Вот почему назвали мы пору «подведения итогов» и меланхолической, и радостной вместе. Эта художническая, эта, пользуясь его словом, «мальчишеская» радость игры так до конца и осталась совестливой, она, несмотря на его признание в своей неспособности «дать миру хоть каплю спасительной истины», не выродилась в отстранение от «важнейших вопросов», в то, что называют «уходом в башню из слоновой кости» и что он сам, на английский манер, называл «эскапизмом»82. «Не в натуре искусства, — сказал он в докладе «Художник и общество», первом докладе, который прочел, окончательно вернувшись в Европу, — покидать поле боя с язвительным смехом... Искусство предано добру, и сущность его доброта, которая сродни мудрости, но еще более близка любви.
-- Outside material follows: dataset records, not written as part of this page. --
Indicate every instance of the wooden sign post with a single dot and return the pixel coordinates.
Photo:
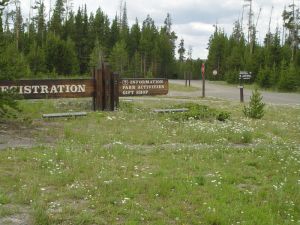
(105, 88)
(244, 75)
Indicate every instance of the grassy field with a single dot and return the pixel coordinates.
(137, 167)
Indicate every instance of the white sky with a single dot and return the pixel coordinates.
(193, 20)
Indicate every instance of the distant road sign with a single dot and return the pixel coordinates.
(245, 75)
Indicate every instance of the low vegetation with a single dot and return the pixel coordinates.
(134, 166)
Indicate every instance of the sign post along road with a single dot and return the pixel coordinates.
(105, 88)
(43, 89)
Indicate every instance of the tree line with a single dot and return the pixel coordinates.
(274, 64)
(64, 42)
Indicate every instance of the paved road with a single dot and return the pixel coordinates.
(232, 93)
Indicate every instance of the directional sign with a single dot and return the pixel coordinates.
(245, 75)
(139, 87)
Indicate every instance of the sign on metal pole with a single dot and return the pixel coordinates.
(244, 75)
(203, 79)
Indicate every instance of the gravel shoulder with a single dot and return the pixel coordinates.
(232, 93)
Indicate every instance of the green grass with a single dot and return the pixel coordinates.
(137, 167)
(182, 88)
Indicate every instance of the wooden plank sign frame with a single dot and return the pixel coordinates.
(105, 88)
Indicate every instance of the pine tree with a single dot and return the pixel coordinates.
(57, 18)
(288, 77)
(36, 59)
(134, 39)
(255, 109)
(119, 58)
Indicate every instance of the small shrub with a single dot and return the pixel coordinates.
(7, 102)
(127, 107)
(223, 116)
(199, 112)
(195, 111)
(255, 109)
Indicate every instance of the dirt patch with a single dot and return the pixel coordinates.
(18, 135)
(23, 216)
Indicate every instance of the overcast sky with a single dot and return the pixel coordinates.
(193, 20)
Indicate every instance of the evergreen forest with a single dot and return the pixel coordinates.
(64, 42)
(274, 64)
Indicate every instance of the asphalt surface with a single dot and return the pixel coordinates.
(233, 93)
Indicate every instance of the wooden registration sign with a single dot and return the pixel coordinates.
(105, 88)
(140, 87)
(43, 89)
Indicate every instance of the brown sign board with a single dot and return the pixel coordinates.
(142, 87)
(105, 88)
(48, 88)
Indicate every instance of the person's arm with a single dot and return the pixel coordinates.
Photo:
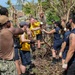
(49, 32)
(71, 48)
(22, 38)
(16, 31)
(63, 46)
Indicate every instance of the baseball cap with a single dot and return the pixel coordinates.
(3, 19)
(23, 23)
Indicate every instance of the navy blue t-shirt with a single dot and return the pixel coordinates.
(57, 35)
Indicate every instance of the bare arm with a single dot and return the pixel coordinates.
(71, 48)
(22, 38)
(50, 32)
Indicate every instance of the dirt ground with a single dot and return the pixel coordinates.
(43, 65)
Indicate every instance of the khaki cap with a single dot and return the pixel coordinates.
(3, 19)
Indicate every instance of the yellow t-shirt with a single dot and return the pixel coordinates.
(25, 46)
(34, 33)
(37, 24)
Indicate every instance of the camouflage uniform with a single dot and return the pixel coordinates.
(7, 67)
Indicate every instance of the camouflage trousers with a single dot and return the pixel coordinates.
(7, 68)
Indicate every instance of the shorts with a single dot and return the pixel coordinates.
(64, 54)
(57, 45)
(16, 57)
(7, 67)
(25, 57)
(39, 36)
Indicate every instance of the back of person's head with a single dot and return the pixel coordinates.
(23, 23)
(3, 11)
(58, 23)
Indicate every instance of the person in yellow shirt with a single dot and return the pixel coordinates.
(25, 50)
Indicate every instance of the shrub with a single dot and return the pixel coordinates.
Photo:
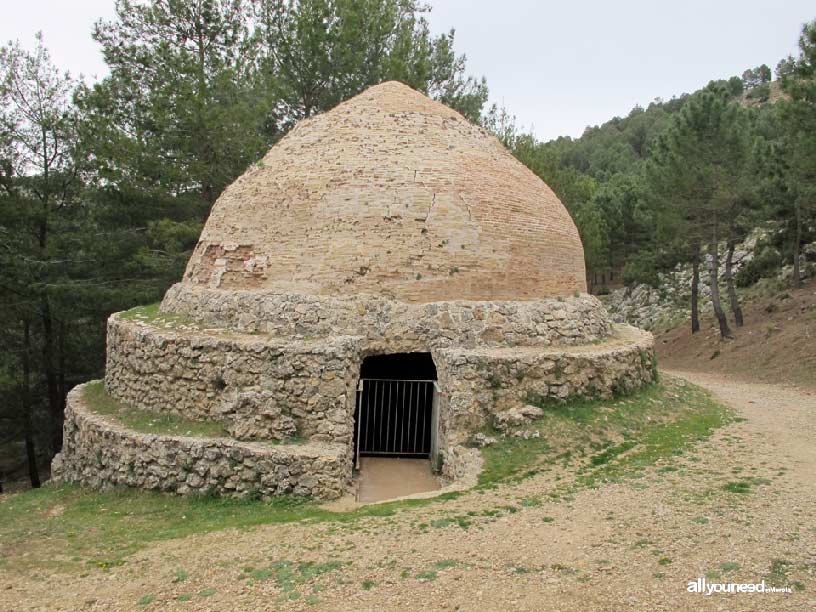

И если оно охотно смешит человечество, то не издевательский смех вызывает оно у него, а радостное веселье, убийственное для ненависти и глупости, освобождающее и объединяющее людей». Что касается его отношения к эскапистским тенденциям у западных собратьев по перу, то мы позволим себе привести отрывок из письма, написанного им за год до смерти, после прочтения книги Олдоса Хаксли «Врата восприятия», — тем более что строки эти дополняют психологический портрет их автора маленькой, но характерной деталью: «Это последнее и я чуть было не сказал: самое дерзкое порождение хакслеевского эскапизма, который мне никогда не нравился в этом писателе. Мистика была еще хоть в какой-то мере почтенным средством. Но что он теперь дошел до наркотиков, я нахожу просто скандальным. У меня совесть уже нечиста, когда я теперь принимаю вечером немного секонала или фанодорма, чтобы лучше спать. Но приводить себя днем в состояние, в котором все человеческое мне безразлично и я впадаю в бессознательное эстетическое самоупоение, было бы мне отвратительно. А он рекомендует это всему миру... Это совершенно... безответственная книга, которая может только усилить оглупление мира и его неспособность проявить разум перед лицом смертельно серьезных вопросов времени».